Now running the function, write a $1$ every time you hit an odd number and a $0$ every time you hit an even number. By this means you can record a function $T$ from your domain into binary numbers. $T(x)$ is sometimes called the Parity Vector of a number's Collatz sequence. For example the number $1$ follows the orbit $1,2,1,2,\ldots$ so it writes the binary number $T(x)=\ldots0101_2=-\frac13$
$T$ is a 2-adic isometry $\Bbb Z_2^\times\to\Bbb Z_2^\times$ having the fixed points $0$ and $-1$.
But if we write a $-1$ instead of a $1$, I think by topological conjugacy we still get an isometry and it still has two fixed points. Zero is obviously still a fixed point, but what is the other fixed point of the new function?
My Attempt
Not part of the question - only provided as evidence of my own attempt in line with site policy. I have a hunch this needs to be attacked by somehow writing an equation with two copies of Newton's method, one on each side, and at each step, asing whether $0$ or $-1$ is the solution to the next digit but I'm unfamiliar with even basic applications of Newton's method.
Edit
I did a bit of algebra and I think seek the number such that $T(x)=-x$, i.e. its Collatz Parity Vector is itself negated. Also, heuristically the numbers $n$ among $-\frac13\Bbb N$ are good candidates, in particular ones satisfying $3n\equiv\{1,2\}\pmod 3$
Let $C(x) = \begin{cases}\frac x2&x\text{ is even}\\\frac{3x+1}2&x\text{ is odd}\end{cases}$ be the Collatz function. The Collatz sequence of $x$ is then the sequence $x, C(x), C^2(x), C^3(x), \dots$, which is the Collatz sequence of $C(x)$, with $x$ prepended. In particular, the Collatz sequence of $2x$ is the Collatz sequence of $x$ with $2x$ prepended. From this, it follows that $T(2x) = 2T(x)$. Multiplying by $2$ just shifts both the bit sequences of $x$ and $T(x)$ to the left by one bit.

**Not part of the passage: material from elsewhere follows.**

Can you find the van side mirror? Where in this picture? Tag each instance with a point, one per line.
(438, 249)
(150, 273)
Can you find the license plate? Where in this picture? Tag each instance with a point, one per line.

Thus if $-T(x) = x$, then $-T(2x) = -2T(x) = 2x$. That is, if $x$ is a fixed point of $-T$, then so is $2x$. So if $-T$ has any fixed points other than $0$, it has infinitely many of them.
It also goes the other way: if $x$ is an even fixed point of $-T$, then $\frac x2$ is a fixed point as well. Thus if $-T$ has non-zero fixed points, one of them will be odd. So suppose that $x$ is an odd solution to $T(x) = -x$. To negate in the 2-adic integers, you find the rightmost $1$ bit, then flip all bits to its left (the "twos-complement"). Suppose $x$ has only finitely many $0$ bits. I.e., it is an ordinary negative integer. Then $-x = T(x)$ will have only finitely many $1$ bits. This means its Collatz sequence is eventually always even. But if $x \ne 0$, this cannot be, as the first entry after all odd entries are finished, would have to be divisible by $2$ infinitely many times, meaning its 2-adic representation is all $0$ bits, and thus that the number is $0$. But $C(y) = 0$ has only one solution: $y = 0$, so this is impossible.
Next suppose that $x$ has only finitely many $1$ bits. I.e., it is an ordinary positive integer. This means that its Collatz sequence is eventually always odd. Again look at the first entry after the last even entry in the sequence. This Collatz sequence for this number will be strictly increasing. Thus its existence would disprove the conjecture. As the conjecture has not been disproven, we can be sure no such number is known. On the other hand, I am no expert on the Collatz conjecture, but as far as I am aware, it has not been proven no such increasing sequence exists. So it is still a possibility.
So if the conjecture is true, then the only possible non-zero fixed points of $-T$ would have to be strictly 2-adic, not in the real integers.